Here's the part that's hard to understand: Jesus doesn't go immediately. He stays where he is for two more days. He tells his disciples, "This sickness will not end in death. No, it is for God's glory so that God's Son may be glorified through it." By the time Jesus arrives in Bethany, Lazarus has been in the tomb for four days.
The Grief
Martha meets Jesus on the road before he reaches the village. Her words carry a mix of faith and grief: "Lord, if you had been here, my brother would not have died. But I know that even now God will give you whatever you ask." Jesus tells her: "Your brother will rise again." Martha assumes he means at the final resurrection. Then Jesus says something extraordinary:
"I am the resurrection and the life. The one who believes in me will live, even though they die; and whoever lives by believing in me will never die. Do you believe this?" — John 11:25-26
Martha says yes — she believes he is the Messiah. Then Mary comes out, falls at Jesus' feet, and says the same thing Martha said: "Lord, if you had been here, my brother would not have died." She's weeping. The people with her are weeping.
And then comes the shortest and one of the most powerful verses in the Bible: "Jesus wept." He's not weeping because he doesn't know what he's about to do. He weeps because he's standing in the middle of human grief and he feels it. The sorrow of his friends moves him deeply.
The Miracle
Jesus goes to the tomb, which is a cave with a stone across the entrance. He says, "Take away the stone." Martha protests — it's been four days; the body will smell. Jesus reminds her: "Did I not tell you that if you believe, you will see the glory of God?"
They remove the stone. Jesus looks up and prays aloud, thanking the Father, then calls out in a loud voice: "Lazarus, come out!"

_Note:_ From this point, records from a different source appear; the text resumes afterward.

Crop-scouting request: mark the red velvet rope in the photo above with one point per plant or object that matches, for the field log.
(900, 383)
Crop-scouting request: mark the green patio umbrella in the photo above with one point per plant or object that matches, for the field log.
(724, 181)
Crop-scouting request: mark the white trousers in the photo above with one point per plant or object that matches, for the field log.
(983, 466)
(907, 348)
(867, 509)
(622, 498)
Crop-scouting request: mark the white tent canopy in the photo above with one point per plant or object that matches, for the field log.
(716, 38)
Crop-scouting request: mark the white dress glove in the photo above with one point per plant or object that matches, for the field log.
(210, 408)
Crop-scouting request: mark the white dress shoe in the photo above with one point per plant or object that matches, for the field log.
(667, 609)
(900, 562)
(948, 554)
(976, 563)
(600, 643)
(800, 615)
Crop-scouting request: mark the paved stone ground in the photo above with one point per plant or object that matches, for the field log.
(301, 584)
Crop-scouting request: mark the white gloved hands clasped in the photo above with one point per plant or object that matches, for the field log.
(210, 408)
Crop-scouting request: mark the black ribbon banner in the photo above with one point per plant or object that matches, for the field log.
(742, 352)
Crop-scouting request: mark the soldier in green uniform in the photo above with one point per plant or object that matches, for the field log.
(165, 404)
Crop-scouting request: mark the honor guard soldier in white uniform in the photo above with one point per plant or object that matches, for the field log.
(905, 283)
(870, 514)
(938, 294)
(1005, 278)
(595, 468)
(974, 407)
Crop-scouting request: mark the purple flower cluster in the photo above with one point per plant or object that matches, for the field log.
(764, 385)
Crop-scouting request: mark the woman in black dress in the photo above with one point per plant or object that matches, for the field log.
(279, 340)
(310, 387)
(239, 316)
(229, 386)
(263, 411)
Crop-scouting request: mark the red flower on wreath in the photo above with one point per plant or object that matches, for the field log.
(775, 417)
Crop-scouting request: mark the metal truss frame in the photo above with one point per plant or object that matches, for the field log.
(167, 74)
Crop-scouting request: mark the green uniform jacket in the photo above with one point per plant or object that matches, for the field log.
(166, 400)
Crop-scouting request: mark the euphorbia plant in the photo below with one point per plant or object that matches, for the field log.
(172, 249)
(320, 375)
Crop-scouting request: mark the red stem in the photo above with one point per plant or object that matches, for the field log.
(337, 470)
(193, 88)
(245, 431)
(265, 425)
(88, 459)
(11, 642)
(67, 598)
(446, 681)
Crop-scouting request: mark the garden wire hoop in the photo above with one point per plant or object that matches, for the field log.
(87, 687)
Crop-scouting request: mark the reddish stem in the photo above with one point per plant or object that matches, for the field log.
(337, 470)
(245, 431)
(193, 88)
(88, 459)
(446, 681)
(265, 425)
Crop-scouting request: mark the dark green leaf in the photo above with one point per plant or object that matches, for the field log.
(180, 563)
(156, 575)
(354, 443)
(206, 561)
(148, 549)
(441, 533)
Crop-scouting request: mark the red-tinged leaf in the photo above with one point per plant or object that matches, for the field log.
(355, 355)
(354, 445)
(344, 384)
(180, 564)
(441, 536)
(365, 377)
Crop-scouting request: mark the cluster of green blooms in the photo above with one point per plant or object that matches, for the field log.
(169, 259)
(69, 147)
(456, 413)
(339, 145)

And Lazarus walks out. Still wrapped in burial cloths, hands and feet bound, a cloth around his face. Jesus says, "Take off the grave clothes and let him go."
The Ripple Effects
Many of the Jews who witnessed this put their faith in Jesus. But others go straight to the Pharisees and report what happened. The religious leaders convene an emergency meeting. Their concern isn't whether the miracle was real — they don't dispute it. Their concern is political: "If we let him go on like this, everyone will believe in him, and then the Romans will come and take away both our temple and our nation." From that day on, they plot to kill Jesus. And they also plot to kill Lazarus, because his very existence is evidence they can't refute.
The raising of Lazarus is the last and greatest of Jesus' miraculous signs in the Gospel of John. It's a preview of the resurrection, a demonstration that Jesus has authority over death itself. But it's also a deeply human story about grief, waiting, and the moments when God's timing looks wrong until you see what He was building toward.
The Takeaway
God's delays are not God's denials. Sometimes the waiting makes the miracle mean more than an immediate answer ever could.